Es gibt zwei Szenen, die diesen Wochenstart in der Außenpolitik ganz gut zusammenfassen. Da ist Donald Trump, der im US-Bundesstaat Iowa mit großem Vorsprung die ersten Vorwahlen der Republikaner in den USA gewinnt. Und da ist der ukrainische Präsident Wolodymyr Selenskyj, der in Davos, beim Weltwirtschaftsforum in den Schweizer Bergen, die kriegsmüde Manager- und Politikkaste fast flehentlich daran erinnern wird, dass die Ukraine gegen Putin auch ihren Krieg führt, einen Krieg für die Freiheit Europas.
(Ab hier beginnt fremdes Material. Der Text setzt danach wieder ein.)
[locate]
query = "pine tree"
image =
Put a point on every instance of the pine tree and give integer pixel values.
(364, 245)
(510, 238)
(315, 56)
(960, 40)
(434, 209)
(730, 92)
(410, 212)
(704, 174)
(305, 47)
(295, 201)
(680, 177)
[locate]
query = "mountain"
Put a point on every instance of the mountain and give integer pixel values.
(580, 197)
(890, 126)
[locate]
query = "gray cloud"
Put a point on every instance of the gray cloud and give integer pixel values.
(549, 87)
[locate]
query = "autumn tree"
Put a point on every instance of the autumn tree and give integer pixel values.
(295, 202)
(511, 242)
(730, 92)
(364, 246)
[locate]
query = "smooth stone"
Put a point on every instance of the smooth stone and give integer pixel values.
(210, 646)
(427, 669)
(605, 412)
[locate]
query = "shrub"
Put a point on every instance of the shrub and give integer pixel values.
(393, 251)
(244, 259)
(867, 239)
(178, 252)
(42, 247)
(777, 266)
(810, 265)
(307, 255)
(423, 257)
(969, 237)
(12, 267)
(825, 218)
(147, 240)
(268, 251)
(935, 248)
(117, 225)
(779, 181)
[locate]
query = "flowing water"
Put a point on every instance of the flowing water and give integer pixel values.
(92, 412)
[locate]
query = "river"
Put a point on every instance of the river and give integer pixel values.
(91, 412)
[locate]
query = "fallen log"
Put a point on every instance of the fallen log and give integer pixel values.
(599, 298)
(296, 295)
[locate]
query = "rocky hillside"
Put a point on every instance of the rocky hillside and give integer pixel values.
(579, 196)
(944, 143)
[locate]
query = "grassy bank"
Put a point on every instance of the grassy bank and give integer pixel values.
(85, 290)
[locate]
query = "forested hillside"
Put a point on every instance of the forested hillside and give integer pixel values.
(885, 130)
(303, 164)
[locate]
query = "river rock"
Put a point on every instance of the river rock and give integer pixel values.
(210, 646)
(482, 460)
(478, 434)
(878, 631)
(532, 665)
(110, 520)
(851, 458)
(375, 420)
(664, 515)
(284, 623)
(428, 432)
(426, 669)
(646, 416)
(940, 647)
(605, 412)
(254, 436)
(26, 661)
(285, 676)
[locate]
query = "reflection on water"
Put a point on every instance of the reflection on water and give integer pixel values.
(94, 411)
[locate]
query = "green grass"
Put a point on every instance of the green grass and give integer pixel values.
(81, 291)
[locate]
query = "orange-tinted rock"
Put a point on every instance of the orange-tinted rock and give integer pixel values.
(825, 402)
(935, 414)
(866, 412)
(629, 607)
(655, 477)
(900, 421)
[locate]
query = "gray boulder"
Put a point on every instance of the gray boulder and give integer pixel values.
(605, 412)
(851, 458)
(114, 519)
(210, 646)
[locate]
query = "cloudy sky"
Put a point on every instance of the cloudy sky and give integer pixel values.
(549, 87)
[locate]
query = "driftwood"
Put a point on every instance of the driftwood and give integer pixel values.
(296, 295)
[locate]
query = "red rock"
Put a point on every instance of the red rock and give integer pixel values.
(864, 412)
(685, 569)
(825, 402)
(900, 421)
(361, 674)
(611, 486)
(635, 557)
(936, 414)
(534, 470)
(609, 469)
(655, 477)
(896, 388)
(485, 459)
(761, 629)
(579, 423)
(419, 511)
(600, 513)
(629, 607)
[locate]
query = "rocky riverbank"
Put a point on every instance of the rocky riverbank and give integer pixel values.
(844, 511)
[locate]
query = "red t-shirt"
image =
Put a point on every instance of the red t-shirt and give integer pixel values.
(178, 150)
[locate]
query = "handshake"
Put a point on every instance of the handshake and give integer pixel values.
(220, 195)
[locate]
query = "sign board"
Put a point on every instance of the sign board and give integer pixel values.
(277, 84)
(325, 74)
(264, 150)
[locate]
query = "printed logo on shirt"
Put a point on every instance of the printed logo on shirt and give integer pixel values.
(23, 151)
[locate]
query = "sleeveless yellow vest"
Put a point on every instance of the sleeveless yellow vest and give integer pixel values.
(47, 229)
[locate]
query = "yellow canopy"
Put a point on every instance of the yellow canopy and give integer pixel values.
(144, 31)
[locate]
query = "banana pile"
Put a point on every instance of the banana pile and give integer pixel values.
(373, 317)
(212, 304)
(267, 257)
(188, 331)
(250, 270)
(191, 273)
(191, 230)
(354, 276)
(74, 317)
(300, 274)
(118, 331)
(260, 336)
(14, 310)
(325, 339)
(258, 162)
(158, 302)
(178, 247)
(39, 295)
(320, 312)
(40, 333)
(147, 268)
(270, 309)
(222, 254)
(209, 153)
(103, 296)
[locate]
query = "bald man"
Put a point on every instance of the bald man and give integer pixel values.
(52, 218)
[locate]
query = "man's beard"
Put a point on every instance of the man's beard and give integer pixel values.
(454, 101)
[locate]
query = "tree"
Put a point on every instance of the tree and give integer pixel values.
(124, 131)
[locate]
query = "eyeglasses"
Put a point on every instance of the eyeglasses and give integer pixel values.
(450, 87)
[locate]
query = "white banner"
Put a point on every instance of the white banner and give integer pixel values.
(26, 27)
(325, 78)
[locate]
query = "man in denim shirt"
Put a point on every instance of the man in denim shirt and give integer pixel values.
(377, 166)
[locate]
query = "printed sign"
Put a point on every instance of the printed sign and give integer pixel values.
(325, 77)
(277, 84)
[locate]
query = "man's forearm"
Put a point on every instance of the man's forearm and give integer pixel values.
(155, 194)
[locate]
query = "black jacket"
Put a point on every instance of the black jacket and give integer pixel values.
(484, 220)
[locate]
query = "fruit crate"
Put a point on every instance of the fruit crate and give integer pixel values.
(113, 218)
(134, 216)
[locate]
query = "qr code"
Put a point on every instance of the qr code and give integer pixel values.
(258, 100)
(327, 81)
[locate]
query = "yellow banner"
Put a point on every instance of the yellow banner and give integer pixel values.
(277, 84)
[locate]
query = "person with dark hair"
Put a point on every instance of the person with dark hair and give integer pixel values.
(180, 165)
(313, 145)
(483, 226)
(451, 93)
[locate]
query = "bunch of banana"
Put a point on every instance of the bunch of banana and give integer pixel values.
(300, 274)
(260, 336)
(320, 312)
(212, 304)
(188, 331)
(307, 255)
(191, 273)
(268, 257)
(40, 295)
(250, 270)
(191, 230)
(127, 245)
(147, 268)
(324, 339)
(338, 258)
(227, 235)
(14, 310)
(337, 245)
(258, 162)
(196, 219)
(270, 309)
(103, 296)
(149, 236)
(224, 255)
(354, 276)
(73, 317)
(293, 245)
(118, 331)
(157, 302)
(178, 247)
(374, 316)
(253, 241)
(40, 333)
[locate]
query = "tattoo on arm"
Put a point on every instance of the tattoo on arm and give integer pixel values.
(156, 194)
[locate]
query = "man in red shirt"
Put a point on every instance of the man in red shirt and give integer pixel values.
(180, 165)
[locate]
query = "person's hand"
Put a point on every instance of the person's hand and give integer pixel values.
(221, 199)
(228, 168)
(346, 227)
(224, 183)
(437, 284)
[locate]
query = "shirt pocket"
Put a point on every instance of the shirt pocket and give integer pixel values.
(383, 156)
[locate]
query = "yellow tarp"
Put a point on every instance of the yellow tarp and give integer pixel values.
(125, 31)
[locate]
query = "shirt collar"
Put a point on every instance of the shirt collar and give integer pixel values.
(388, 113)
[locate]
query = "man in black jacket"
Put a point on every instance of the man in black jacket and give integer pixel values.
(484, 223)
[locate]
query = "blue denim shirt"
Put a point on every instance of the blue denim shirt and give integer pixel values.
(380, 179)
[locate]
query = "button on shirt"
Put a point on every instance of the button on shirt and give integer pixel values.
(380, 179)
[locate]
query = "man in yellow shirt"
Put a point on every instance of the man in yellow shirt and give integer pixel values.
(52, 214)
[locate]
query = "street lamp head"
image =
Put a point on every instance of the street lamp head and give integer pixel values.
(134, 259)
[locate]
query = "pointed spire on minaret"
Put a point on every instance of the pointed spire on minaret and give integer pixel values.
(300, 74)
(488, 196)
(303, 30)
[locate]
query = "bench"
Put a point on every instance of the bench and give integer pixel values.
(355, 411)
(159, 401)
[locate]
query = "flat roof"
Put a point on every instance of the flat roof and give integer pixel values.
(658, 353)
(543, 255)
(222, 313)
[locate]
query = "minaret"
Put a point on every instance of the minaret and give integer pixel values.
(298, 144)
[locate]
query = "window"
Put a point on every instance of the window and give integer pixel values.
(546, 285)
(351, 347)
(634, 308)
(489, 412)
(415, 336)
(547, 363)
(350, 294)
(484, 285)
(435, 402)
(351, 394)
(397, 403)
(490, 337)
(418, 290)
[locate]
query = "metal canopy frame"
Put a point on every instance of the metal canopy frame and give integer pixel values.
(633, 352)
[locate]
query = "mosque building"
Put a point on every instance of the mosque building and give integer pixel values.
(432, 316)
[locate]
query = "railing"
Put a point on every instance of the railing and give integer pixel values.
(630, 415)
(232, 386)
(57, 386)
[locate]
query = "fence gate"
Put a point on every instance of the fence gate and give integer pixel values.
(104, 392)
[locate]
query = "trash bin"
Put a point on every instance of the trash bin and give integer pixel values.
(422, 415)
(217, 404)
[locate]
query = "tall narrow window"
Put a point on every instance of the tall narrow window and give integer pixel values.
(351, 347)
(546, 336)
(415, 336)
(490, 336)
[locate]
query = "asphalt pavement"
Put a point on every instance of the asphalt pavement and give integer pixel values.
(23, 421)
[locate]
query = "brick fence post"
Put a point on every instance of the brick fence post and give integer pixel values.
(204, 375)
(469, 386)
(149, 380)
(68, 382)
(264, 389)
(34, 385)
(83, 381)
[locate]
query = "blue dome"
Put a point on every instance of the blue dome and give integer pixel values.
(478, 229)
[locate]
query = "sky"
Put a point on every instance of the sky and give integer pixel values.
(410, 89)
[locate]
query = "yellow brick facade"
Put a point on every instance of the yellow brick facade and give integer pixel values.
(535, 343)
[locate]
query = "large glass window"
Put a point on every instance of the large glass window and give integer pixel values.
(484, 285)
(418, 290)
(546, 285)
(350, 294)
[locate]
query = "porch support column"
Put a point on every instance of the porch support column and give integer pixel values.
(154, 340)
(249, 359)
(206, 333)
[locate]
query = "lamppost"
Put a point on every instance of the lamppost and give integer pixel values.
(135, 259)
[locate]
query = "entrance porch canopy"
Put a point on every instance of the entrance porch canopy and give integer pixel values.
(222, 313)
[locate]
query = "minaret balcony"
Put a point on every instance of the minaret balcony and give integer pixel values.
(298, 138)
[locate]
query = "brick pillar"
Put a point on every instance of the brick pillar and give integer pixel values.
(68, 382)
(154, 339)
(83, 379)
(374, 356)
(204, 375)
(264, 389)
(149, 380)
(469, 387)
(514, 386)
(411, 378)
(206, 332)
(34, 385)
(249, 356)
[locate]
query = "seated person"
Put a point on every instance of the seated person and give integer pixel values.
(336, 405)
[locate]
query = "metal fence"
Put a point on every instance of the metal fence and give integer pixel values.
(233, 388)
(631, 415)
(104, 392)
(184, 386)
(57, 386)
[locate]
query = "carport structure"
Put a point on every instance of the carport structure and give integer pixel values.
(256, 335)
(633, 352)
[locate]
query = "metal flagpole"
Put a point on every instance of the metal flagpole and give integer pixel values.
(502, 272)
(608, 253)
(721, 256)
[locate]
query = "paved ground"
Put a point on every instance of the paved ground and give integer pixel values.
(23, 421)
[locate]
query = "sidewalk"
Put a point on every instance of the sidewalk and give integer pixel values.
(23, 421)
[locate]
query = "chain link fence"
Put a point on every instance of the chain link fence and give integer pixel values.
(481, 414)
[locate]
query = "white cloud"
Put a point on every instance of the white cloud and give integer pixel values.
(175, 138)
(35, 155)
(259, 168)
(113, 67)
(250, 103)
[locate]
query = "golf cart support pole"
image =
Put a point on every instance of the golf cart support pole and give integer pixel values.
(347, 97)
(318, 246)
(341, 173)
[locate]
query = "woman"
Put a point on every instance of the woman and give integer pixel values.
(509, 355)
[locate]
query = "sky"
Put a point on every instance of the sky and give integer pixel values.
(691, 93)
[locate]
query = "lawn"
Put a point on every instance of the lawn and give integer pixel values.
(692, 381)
Trumps Erdrutsch-Sieg in Iowa ist keine Überraschung
Beide Entwicklungen sind nicht überraschend. Trumps Erdrutsch-Sieg bei den Vorwahlen war lange vorhergesagt, und dass der Westen immer knauseriger wird, der Ukraine am Ende des zweiten Kriegsjahres mit Waffen und Geld zu helfen, ist ebenfalls schon länger zu beklagen. Dennoch gehören beide Ereignisse eng zusammen. Das Überleben der Ukraine hängt am seidenen Faden, ohne die Unterstützung der USA kann das Land nicht überleben. Sollte Trump daher Kandidat der Republikaner werden und im Herbst gegen US-Präsident Joe Biden gewinnen, könnte das tatsächlich Putins Sieg bedeuten.
Und das ist nur eine Auswirkung, die Deutschland im Falle von Trump 2 voll treffen würde. Es gehört in Berlin schon seit Wochen zum guten Ton in Regierung und Opposition, darauf hinzuweisen, dass sich Deutschland und Europa auf eine Wahl Trumps vorbereiten müssen. Allein, bis auf ein paar Papiere in Strategierunden und vorsichtiges Abtasten der Möglichkeiten in den Klausuren der Sicherheitspolitiker, geschieht – nichts. Dabei wäre Deutschland wie kaum ein anderes Land in Europa von einer Wiederkehr Trumps betroffen.
Eine erneute Trump-Präsidentschaft würde die Nato schwächen – oder sogar ihr Ende bedeuten
Man muss sich nur Trumps erste Amtszeit ansehen, um zu erahnen, was von einem in den vergangenen vier Jahren weiter radikalisierten Präsidenten zu erwarten wäre. Trump 2, das würde die Schwächung der Nato bedeuten, wenn nicht gar das Ende des Verteidigungsbündnisses – mit der Folge, dass die Europäer dann allein für ihre Sicherheit sorgen müssen. Nur: Wer nimmt die Bundeswehr derzeit als Abschreckung ernst? Die Konflikte in der Weltwirtschaft würden größer, auch weil sich Trump nicht um Regeln schert, sondern dem Lebensmotto des amerikanischen Immobilienhändlers folgend überall den eigenen Vorteil suchen wird – und das ist das Letzte, was die ohnehin schwächelnde, vom Export abhängige deutsche Wirtschaft braucht.
Eine Rückkehr Trumps an die Macht würde für Deutschland große Unsicherheit bedeuten, und, auch das ist wahr, sie würde sehr, sehr teuer. Neue Ausgaben für die Bundeswehr (Reicht das bislang ohnehin nicht erreichte „Zwei-Prozent-Ziel“ der Nato?), mehr Unterstützung für die Ukraine, stärkere Konkurrenz und auch Chaos auf den Weltmärkten… Die Folgen von Trump 2 wären endlos – und allesamt nicht gut.
Das Wahlergebnis von Iowa ist ein erster, lauter Weckruf an Politik und Gesellschaft: Deutschland muss sich krisensicher machen. So verständlich die Forderungen von Bauern, Spediteuren und Lokführern derzeit sind, und so sehr man auf der anderen Seite die Schuldenbremse und ihre disziplinierende Wirkung auf die Staatsausgaben verteidigen kann – Politik und Bürger müssen jetzt die Verständigung suchen, statt weitere Konfrontation – denn ab Herbst drohen ganz andere Konflikte.